Das kontaktlose Prozessieren flüssiger Metalle unter reduzierter Schwerkraft eignet sich besonders zur Messung der Viskosität und Oberflächenspannung reaktiver Metalle bei hohen Temperaturen. In der elektromagnetischen Prozessieranlage TEMPUS (Tiegelfreies Elektromagnetisches Prozessieren unter Schwerelosigkeit) werden metallische Proben durch hochfrequente elektromagnetische Felder induktiv geheizt und kontaktlos positioniert. Die 20 Sekunden reduzierter Schwerkraft während einer Parabel sind ausreichend, um eine Probe von typisch sieben mm Durchmesser aufzuschmelzen, in die flüssige Phase aufzuheizen und nach Abschalten des Heizers wieder zur Erstarrung zu bringen. Während der nahezu kräftefreien Abkühlung in der flüssigen Phase werden Oberflächenschwingungen der Probe durch Pulse des Heizfeldes angeregt, die mit einem digitalen Videosystem aufgenommen und analysiert werden. Aus der Frequenz der Oberflächenschwingung können die Oberflächenspannung und aus der Dämpfung der Schwingung die Viskosität (Zähigkeit einer Flüssigkeit) als Funktion der Temperatur erhalten werden. Von Interesse sind eine Vielzahl unterschiedlicher Legierungen. Zum einen handelt es sich um industrielle Metalllegierungen, deren Eigenschaften in der flüssigen Phase, wie zum Beispiel die Viskosität, die Oberflächenspannung und die Dichte zur Modellierung von verschiedenen Prozesstechnologien benötigt werden. Für den Parabelflug in 2019 sind dies Schmelzvorgänge (Vakuum Lichtbogenschmelzen, Elektronenstrahlverdampfung) und Gussprozesse (Strangguss). Auf dem Parabelflug werden in 2019 von uns die beiden folgenden Legierungen untersucht:
Hf - Ni10% Zirkon- und Hafnium-Legierungen werden für Bauteile eingesetzt, die eine lange Lebensdauer bei hohen Betriebstemperaturen und in korrosiver Umgebung aufweisen müssen. Thermophysikalische Eigenschaften von diesen hochreaktiven, hochschmelzenden Elementen sind nur schwer zu erhalten und Literaturwerte existieren nur für die Reinelemente Zirkon oder Hafnium, nicht aber für die industriell relevanten Legierungen. Die ermittelten Daten der temperaturabhängigen Viskosität und Oberflächenspannung werden als Eingangsdaten für numerische Prozessmodelle benötigt, um den Schmelzprozess (Vakuum Lichtbogenschmelzen, Elektronenstrahlverdampfung) zu optimieren.
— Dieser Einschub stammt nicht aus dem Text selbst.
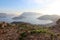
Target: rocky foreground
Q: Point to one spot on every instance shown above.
(25, 31)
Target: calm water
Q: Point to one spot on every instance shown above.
(30, 19)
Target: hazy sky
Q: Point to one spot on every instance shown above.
(40, 6)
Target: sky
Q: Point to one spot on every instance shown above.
(39, 6)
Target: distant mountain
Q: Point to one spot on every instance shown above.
(27, 15)
(49, 17)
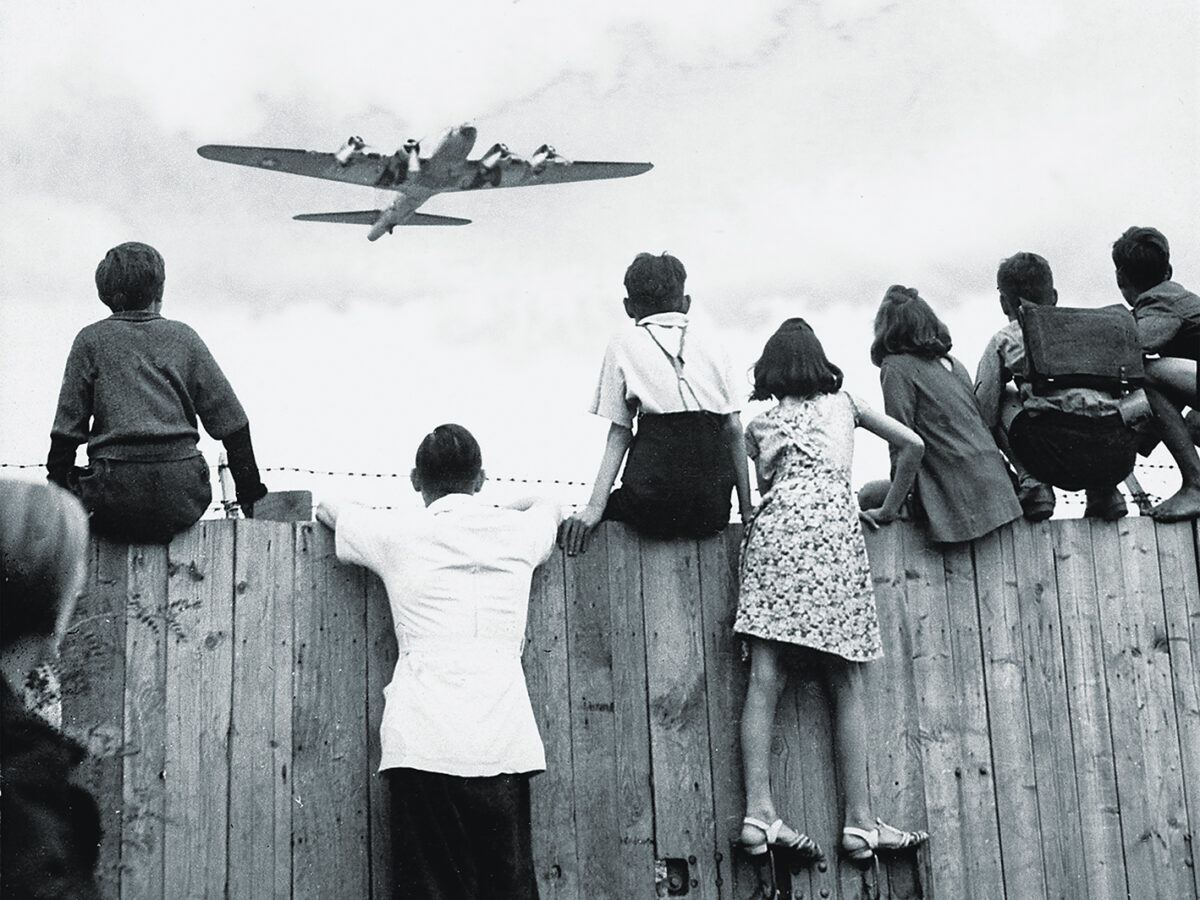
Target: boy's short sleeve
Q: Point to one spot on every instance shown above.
(541, 521)
(856, 407)
(73, 412)
(360, 538)
(899, 393)
(611, 399)
(1157, 325)
(216, 405)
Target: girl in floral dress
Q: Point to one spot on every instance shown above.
(805, 580)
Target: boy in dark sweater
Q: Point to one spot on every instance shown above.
(133, 388)
(1169, 325)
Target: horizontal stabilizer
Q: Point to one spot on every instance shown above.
(370, 216)
(427, 219)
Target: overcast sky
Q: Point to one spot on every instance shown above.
(807, 156)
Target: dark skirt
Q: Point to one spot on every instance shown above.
(457, 838)
(1074, 451)
(678, 477)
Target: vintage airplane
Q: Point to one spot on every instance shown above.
(417, 177)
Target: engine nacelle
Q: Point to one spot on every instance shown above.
(353, 145)
(543, 155)
(493, 157)
(413, 148)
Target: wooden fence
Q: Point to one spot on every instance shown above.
(1037, 711)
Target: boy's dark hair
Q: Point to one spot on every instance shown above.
(793, 365)
(1143, 257)
(449, 460)
(130, 276)
(654, 283)
(906, 324)
(43, 533)
(1026, 276)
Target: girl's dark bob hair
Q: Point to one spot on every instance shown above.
(449, 459)
(793, 365)
(906, 324)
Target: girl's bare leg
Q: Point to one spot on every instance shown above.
(767, 681)
(850, 737)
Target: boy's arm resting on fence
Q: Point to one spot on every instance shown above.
(910, 448)
(249, 485)
(573, 535)
(989, 384)
(327, 514)
(737, 449)
(60, 460)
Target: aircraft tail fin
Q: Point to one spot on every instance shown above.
(371, 216)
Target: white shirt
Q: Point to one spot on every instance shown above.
(457, 576)
(639, 376)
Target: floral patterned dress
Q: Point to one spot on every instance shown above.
(805, 577)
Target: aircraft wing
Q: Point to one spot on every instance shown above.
(361, 169)
(516, 172)
(561, 173)
(370, 216)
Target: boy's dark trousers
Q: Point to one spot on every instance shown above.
(457, 838)
(1074, 451)
(143, 502)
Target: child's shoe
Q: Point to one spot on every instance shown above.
(1037, 502)
(1105, 503)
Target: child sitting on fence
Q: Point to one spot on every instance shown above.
(459, 736)
(963, 487)
(805, 582)
(685, 455)
(1169, 325)
(1073, 436)
(48, 847)
(133, 388)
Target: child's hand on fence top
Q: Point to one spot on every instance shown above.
(875, 517)
(573, 534)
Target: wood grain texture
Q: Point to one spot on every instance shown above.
(142, 827)
(1038, 707)
(329, 781)
(199, 687)
(261, 739)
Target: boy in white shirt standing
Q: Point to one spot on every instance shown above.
(459, 736)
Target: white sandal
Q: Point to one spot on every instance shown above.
(802, 845)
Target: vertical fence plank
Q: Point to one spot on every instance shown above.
(634, 793)
(895, 765)
(1008, 717)
(1099, 822)
(1150, 785)
(91, 675)
(725, 678)
(261, 741)
(589, 658)
(976, 779)
(199, 685)
(552, 793)
(1045, 693)
(1177, 551)
(675, 671)
(143, 817)
(329, 727)
(953, 719)
(381, 665)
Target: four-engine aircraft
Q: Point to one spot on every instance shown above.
(417, 177)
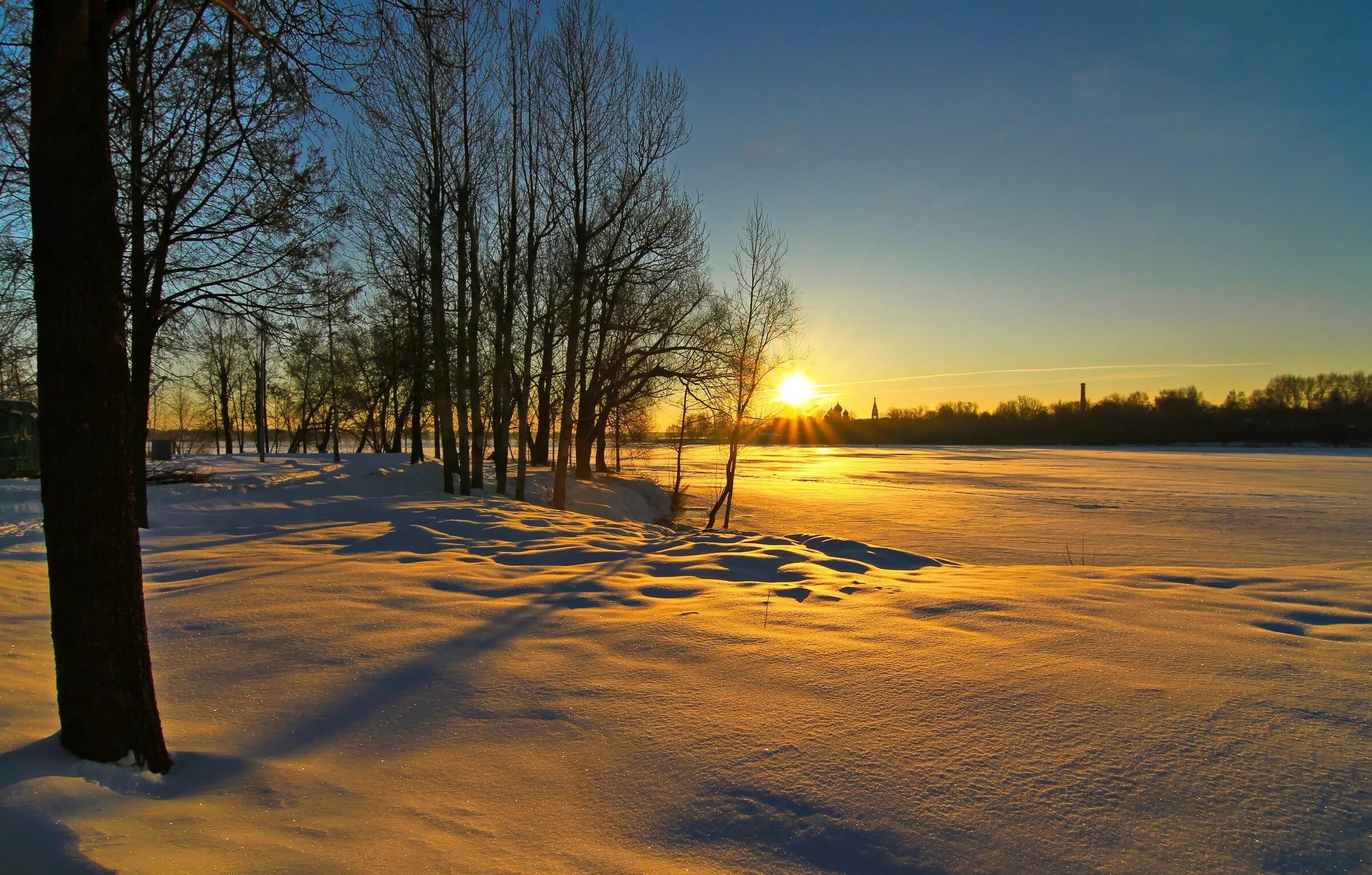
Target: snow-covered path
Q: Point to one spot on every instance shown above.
(361, 674)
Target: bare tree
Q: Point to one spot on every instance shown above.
(759, 315)
(612, 128)
(106, 700)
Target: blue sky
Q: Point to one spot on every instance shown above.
(976, 187)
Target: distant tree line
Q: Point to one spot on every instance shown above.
(1330, 409)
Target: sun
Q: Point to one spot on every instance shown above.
(796, 390)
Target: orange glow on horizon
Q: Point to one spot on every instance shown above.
(797, 391)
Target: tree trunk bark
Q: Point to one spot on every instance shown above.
(106, 700)
(141, 388)
(564, 436)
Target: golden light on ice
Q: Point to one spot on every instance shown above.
(796, 390)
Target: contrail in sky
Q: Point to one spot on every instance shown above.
(978, 373)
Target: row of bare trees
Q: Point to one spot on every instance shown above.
(364, 218)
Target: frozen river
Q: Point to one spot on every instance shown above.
(1020, 505)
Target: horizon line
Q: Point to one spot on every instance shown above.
(973, 373)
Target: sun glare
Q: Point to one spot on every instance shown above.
(796, 390)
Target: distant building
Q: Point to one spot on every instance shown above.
(837, 413)
(18, 439)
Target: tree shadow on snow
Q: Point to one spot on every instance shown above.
(386, 691)
(799, 830)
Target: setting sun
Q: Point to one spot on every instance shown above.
(796, 390)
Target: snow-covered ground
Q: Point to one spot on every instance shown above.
(361, 674)
(1120, 507)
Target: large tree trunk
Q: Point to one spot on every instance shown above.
(474, 363)
(260, 384)
(106, 700)
(541, 447)
(438, 316)
(564, 436)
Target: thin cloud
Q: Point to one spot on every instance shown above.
(979, 373)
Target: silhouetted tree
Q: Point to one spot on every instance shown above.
(106, 700)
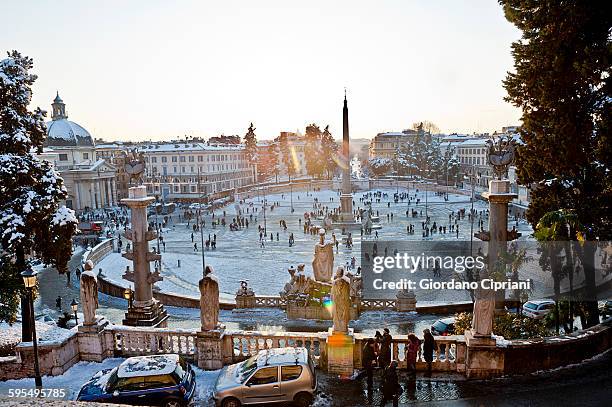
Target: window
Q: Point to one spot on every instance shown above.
(290, 372)
(266, 375)
(129, 383)
(156, 381)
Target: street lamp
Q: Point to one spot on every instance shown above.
(75, 306)
(127, 294)
(29, 280)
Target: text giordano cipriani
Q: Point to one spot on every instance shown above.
(459, 264)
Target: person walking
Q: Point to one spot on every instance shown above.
(385, 348)
(369, 360)
(429, 345)
(412, 351)
(390, 387)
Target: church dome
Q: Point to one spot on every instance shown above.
(62, 132)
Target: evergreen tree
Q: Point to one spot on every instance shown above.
(33, 224)
(562, 82)
(250, 149)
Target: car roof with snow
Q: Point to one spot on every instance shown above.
(539, 302)
(148, 365)
(282, 356)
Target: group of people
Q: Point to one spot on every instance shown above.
(376, 354)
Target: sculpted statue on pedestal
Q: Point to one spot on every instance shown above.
(89, 294)
(209, 300)
(323, 262)
(341, 299)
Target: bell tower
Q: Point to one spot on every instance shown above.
(59, 108)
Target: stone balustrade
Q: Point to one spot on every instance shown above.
(448, 357)
(248, 343)
(128, 341)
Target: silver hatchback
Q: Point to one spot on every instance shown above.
(271, 376)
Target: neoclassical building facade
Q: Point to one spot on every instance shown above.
(90, 182)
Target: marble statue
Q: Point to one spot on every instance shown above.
(323, 262)
(484, 309)
(89, 294)
(209, 300)
(341, 299)
(500, 155)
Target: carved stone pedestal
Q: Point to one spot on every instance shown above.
(340, 348)
(405, 301)
(210, 349)
(483, 358)
(245, 301)
(152, 315)
(94, 344)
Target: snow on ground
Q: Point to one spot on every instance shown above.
(73, 379)
(239, 255)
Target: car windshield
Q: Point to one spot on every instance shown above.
(247, 368)
(181, 369)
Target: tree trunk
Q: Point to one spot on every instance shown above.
(592, 310)
(26, 313)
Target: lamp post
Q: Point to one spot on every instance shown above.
(75, 306)
(29, 280)
(127, 294)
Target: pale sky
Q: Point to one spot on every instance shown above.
(142, 70)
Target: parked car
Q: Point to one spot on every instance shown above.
(538, 309)
(271, 376)
(158, 380)
(443, 327)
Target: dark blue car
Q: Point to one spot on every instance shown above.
(159, 380)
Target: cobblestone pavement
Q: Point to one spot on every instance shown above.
(587, 384)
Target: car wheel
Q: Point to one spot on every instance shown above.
(303, 399)
(174, 403)
(231, 402)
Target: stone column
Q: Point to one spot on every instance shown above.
(145, 311)
(210, 337)
(483, 358)
(92, 201)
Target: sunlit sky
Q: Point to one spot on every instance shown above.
(139, 70)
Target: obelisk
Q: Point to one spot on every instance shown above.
(346, 197)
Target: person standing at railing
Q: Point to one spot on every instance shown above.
(390, 387)
(369, 360)
(429, 345)
(411, 353)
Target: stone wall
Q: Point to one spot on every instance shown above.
(527, 356)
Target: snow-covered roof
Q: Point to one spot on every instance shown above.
(148, 365)
(63, 132)
(182, 146)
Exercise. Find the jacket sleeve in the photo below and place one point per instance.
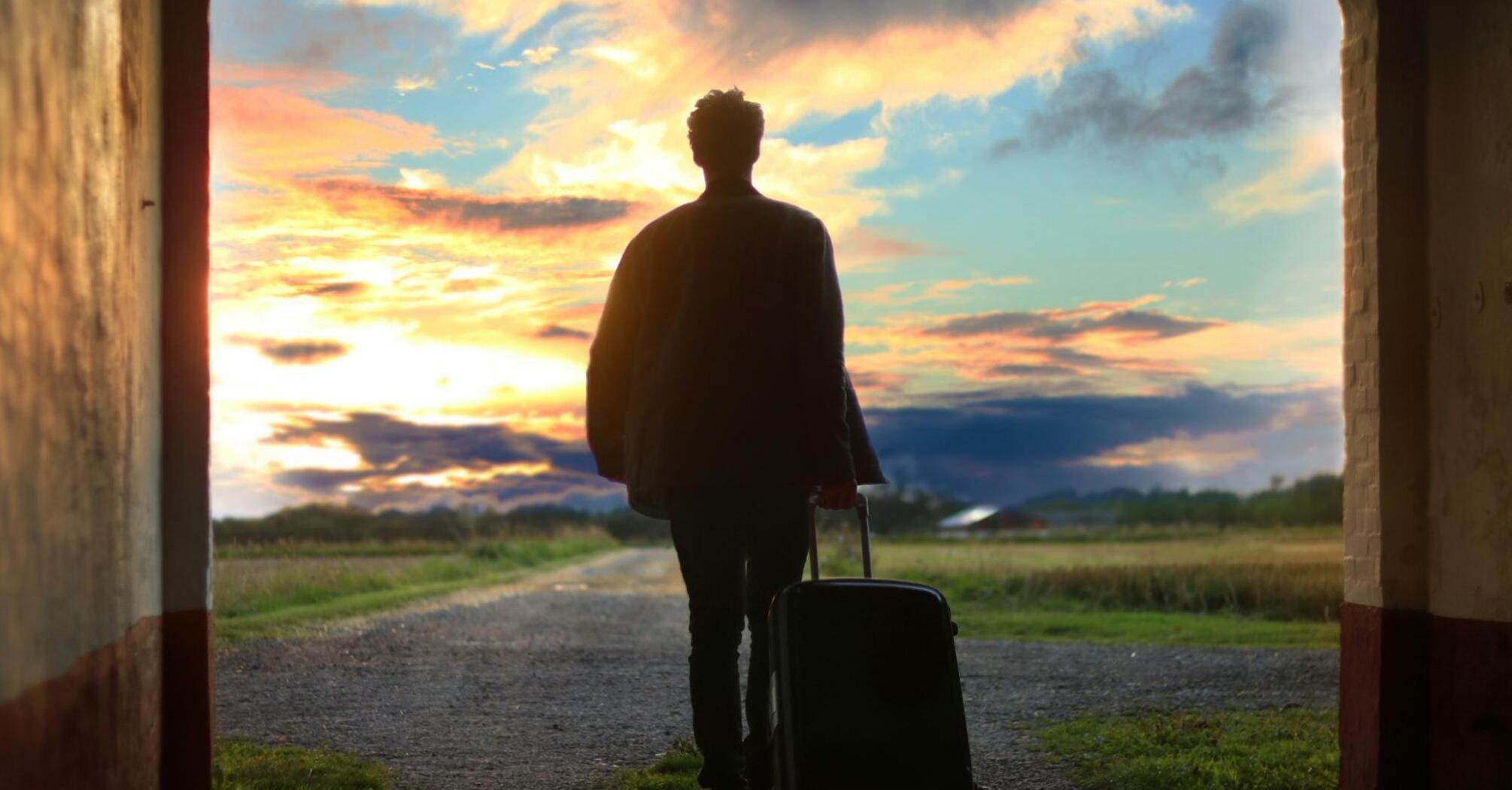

PtCuNiP Metallische Gläser sind aufgrund ihrer besonderen mechanischen Eigenschaften im Fokus wissenschaftlicher Untersuchungen. Neben herkömmlichen Gussverfahren können für metallische Gläser auch thermische Umformungsverfahren zur Anwendung kommen, wofür die temperaturabhängige Viskosität des metallischen Glases für eine optimale Prozessführung bekannt sein muss. Die PtCuNiP-Legierung ist ein Pt-basierter metallischer Glasbildner, der aufgrund hoher Korrosionsbeständigkeit, guter Biokompatibilität und hoher mechanischer Festigkeit für verschiedene industrielle Anwendung von hohem Interesse ist. Die erhaltenen Daten von Oberflächenspannung und Viskosität werden benötigt um die numerische Prozessmodellierung eines Strangguss-Verfahrens zur Herstellung von PtCuNiP Stäben zu optimieren.
Die hier vorgeschlagenen Legierungen und Messungen sind Teil des ThermoProp/ThermoLab Projektes und wurden in Zusammenarbeit mit industriellen Partnern vorgeschlagen. An dem Projekt, das an der Universität Ulm koordiniert wird, sind industrielle Partner und wissenschaftliche Gruppen aus Europa, China und den USA beteiligt.